The invaluable importance of human connection and care, even amid rapid technological change, was a recurring theme at the 22nd annual School Counselors Conference at UFT headquarters on March 28.
“School counselors are often the steady presence that students and families rely on,” said School Counselors Chapter Leader Rosemarie Thompson as she welcomed about 200 counselors and other related service providers to Shanker Hall. “We are those dependable people who show up every day to support our students unconditionally.”
The UFT members who filled the hall took part in a full day of professional workshops, networking and camaraderie with colleagues.
Carlos Feliciano, a school counselor at MS 80 in the Bronx, attended the “Not Another Talk Session: Experiential Tools that Actually Work” seminar, where participants received take-home kits of tactile supports to use with their students. Feliciano said he plans to try a color-coded wheel that allows nonverbal students to identify and communicate their emotions. “Any time we can use new strategies to get them engaging in the session actively is a win,” he said.
School counselors chose from five workshops in the morning and six in the afternoon, with topics ranging from social media and cyberbullying to the calming power of crafts.
Across sessions and in conversations with colleagues, counselors described feeling challenged by the rapid evolution of artificial intelligence in student interactions, including “deep fake” videos and altered images. “The laws haven’t caught up,” said one presenter of “What Artificial Intelligence Means for Bullying Behaviors and Social and Emotional Learning.” The discussion prompted Rita O’Doherty, a school counselor at PS 73 in the Bronx, to rethink her approach. “Resurrecting joy in things that are not tech-related” is her goal, she said. “When I started, 22 years ago, the kids loved arts and crafts.”
The keynote speaker, Hanna Kemble-Mick, the 2024 Kansas School Counselor of the Year, encouraged attendees to use AI as a “thought partner” rather than simply a tool for efficiency. “The goal is depth, not speed,” she said.
Echoing the conference theme, “Where Compassion Meets Action,” UFT President Michael Mulgrew emphasized the human side of the profession. “You can’t do what you do without great compassion.

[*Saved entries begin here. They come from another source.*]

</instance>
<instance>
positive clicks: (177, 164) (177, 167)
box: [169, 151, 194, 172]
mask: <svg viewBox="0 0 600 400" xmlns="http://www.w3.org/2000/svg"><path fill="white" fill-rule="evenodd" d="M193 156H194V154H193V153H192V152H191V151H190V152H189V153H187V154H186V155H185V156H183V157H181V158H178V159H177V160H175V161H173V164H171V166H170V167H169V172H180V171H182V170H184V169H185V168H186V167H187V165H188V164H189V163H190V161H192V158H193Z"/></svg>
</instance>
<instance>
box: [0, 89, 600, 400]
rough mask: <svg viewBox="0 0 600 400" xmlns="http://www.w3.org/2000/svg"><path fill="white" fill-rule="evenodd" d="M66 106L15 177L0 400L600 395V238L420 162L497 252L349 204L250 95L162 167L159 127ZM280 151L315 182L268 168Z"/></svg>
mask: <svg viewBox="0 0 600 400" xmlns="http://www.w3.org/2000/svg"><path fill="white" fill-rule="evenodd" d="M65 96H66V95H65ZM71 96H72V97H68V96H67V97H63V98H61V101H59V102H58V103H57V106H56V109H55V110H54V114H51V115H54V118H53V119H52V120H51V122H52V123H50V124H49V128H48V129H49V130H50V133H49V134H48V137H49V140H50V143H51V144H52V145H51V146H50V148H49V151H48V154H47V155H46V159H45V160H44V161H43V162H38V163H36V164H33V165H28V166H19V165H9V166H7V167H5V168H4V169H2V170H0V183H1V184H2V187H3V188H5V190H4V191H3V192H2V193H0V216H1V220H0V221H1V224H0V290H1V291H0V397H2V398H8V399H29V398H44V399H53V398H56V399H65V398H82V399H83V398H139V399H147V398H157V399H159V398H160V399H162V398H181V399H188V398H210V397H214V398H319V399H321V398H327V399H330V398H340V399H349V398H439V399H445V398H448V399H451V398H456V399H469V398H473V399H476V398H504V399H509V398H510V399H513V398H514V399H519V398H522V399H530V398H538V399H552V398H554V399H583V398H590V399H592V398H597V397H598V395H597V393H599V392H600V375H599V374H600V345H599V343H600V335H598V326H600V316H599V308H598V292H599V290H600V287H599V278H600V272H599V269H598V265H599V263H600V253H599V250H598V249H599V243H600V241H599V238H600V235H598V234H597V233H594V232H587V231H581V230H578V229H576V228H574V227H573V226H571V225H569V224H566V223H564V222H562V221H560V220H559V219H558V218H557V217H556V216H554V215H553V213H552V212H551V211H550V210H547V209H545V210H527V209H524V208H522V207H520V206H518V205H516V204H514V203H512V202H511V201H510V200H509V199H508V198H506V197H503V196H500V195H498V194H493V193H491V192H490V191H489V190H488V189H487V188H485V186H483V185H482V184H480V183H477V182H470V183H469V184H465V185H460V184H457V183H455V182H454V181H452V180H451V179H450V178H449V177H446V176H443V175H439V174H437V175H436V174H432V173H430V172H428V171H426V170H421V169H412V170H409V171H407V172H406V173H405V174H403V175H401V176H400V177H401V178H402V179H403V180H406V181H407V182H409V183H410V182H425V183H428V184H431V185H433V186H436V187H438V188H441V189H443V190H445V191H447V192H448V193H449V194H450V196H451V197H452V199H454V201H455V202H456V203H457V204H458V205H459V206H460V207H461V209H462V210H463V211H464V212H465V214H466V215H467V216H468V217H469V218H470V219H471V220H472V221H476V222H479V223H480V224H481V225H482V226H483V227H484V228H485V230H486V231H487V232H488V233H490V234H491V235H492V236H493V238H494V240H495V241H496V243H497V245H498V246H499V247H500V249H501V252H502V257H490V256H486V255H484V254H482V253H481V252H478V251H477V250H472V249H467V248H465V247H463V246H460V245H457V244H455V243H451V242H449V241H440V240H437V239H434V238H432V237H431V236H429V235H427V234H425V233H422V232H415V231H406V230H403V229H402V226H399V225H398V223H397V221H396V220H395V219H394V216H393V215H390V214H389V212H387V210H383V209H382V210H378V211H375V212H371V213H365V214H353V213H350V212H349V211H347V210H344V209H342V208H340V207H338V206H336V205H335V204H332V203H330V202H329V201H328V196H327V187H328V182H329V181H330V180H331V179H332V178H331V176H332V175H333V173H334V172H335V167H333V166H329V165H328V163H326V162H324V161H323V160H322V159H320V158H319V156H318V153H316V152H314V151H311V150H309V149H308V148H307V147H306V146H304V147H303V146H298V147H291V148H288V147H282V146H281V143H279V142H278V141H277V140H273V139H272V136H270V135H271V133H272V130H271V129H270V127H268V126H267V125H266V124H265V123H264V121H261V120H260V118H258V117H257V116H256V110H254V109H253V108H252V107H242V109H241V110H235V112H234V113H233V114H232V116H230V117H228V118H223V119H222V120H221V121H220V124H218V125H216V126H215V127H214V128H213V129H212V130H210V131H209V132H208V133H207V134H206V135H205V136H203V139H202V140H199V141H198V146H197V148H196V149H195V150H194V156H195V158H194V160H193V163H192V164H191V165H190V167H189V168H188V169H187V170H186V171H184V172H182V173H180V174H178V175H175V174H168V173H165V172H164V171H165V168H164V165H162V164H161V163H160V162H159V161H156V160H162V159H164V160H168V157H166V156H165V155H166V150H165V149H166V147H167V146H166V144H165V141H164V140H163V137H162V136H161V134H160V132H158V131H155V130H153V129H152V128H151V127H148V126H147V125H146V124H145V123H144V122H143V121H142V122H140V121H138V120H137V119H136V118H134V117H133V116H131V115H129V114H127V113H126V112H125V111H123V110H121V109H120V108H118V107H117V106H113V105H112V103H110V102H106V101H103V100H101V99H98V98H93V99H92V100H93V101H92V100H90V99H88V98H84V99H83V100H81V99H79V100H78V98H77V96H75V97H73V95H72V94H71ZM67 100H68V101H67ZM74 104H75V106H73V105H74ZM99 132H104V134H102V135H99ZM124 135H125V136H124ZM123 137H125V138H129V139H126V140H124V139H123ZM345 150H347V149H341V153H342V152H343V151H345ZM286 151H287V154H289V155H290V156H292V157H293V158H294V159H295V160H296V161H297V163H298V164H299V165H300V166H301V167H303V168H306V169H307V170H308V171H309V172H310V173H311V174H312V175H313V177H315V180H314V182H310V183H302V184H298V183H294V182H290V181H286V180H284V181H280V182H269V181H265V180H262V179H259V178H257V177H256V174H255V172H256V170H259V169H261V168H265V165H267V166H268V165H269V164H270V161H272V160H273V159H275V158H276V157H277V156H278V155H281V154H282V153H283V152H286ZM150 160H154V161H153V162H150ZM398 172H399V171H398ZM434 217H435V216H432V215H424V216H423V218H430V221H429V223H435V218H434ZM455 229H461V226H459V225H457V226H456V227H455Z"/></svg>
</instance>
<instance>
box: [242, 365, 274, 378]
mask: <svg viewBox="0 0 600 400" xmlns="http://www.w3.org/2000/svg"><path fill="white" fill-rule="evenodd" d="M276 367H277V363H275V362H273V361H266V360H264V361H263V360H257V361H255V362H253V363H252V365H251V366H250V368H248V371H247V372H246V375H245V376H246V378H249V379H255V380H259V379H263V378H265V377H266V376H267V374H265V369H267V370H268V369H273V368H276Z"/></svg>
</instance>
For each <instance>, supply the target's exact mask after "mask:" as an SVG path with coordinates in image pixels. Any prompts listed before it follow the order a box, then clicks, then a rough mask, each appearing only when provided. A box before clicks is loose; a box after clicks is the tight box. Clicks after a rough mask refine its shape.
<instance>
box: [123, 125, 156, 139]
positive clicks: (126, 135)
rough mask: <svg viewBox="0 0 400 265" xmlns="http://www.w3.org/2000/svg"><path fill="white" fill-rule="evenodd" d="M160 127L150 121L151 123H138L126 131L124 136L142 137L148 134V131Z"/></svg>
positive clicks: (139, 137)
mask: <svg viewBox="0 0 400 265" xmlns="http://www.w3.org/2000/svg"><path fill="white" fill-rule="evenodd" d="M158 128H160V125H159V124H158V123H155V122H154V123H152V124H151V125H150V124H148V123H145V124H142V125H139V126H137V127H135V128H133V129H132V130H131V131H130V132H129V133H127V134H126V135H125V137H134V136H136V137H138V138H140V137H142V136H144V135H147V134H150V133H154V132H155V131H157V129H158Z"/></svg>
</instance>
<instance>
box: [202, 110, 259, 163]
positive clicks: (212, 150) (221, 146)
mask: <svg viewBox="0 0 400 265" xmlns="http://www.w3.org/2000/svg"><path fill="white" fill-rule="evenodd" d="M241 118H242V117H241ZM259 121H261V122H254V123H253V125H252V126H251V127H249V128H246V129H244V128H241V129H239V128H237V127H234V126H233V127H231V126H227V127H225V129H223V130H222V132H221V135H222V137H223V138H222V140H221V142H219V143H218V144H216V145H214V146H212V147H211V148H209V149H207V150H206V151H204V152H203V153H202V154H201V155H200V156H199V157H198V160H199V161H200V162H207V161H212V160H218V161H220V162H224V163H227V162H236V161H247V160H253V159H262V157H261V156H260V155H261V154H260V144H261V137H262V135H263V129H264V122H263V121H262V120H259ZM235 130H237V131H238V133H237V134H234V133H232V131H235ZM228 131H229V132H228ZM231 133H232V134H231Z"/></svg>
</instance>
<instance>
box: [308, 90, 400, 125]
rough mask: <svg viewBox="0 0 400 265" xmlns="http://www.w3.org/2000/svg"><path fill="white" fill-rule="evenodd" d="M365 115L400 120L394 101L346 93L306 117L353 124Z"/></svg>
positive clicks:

You turn compassion into action by helping a child move into a better place.”
For many attendees, the opportunity to connect was just as valuable as the workshops. Liana Wilson, a school counselor at Brooklyn Science and Engineering Academy, said exchanging ideas with colleagues was “refreshing. … Most times there’s just one or maybe two counselors in the building, and because of the nature of the job, we don’t really get to interact.”
The conference, she added, offered space to collaborate and grow. “Ultimately it’s a chance to hone our craft,” she said. “We don’t know everything. Every day is a different opportunity to learn.”